PurchaseAgreement_Detail

How Can Asset Purchase Agreement Language Increase Insurance Risk?

09/13/2022 Written by: Matt McFall

When conducting insurance due diligence for an asset purchase, details such as the definition of Assumed Contracts, Assumed Liabilities, and Excluded Liabilities can impact the treatment of the pre-closing insurance policies. If the intent is for the Seller to retain all pre-closing operating liabilities, then all pre-closing insurance policies should also be retained by the Seller. This requires a new, fresh-start insurance program for the post-closing Newco.
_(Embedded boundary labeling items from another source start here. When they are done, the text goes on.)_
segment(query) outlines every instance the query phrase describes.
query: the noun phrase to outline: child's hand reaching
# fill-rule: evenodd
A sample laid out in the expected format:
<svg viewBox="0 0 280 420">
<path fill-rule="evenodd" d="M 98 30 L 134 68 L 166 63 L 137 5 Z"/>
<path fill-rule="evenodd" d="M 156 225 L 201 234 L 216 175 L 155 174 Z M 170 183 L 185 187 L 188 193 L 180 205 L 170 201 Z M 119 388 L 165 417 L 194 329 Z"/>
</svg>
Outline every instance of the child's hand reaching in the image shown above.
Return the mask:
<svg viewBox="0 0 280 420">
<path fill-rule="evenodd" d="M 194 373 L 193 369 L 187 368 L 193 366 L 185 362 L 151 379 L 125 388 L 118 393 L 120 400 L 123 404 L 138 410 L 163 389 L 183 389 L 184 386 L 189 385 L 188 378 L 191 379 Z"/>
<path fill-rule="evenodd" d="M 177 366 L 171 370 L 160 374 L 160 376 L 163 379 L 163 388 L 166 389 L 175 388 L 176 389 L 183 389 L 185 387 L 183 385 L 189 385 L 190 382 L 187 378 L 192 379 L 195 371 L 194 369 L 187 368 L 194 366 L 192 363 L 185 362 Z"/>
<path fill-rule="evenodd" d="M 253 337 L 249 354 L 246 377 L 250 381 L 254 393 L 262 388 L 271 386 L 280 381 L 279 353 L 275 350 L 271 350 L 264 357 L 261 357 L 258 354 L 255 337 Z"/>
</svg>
However, some first draft APAs have the Seller retaining all pre-closing liabilities on one hand, but on the other hand, have the Buyer assuming the pre-closing insurance policies insuring those same liabilities. This structure is proposed because the Buyer perceives the insurance policy as an asset with value. There are potential pitfalls under this structure that may not have been considered. Two of these potential pitfalls are:

  1. Successor liability: Many insurance policies are “occurrence policies”, meaning the policy in force on the date of the occurrence shall respond. By assuming a policy that would respond to a claim for a pre-closing occurrence (e.g., workers’ compensation or general liability claim), it can be argued that the Buyer assumed that pre-closing liability being insured, thus opening the door to successor liability.
  2. Unintended assumption of accrued liabilities: Many large companies with a high frequency of low severity claims purchase insurance policies utilizing a large deductible or, “loss sensitive” structure. As claims come in, the Company must accrue for the expected loss within the deductible for known claims and an amount for claims incurred but not reported (IBNR). By assuming a policy that insures this pre-closing claims activity, the Buyer also assumes the associated accrual liability.

While the purchase of a new insurance program will incur a cost, that cost can be quantified and accounted for in a financial model. Assuming unknown and unquantified liabilities could be significantly more expensive.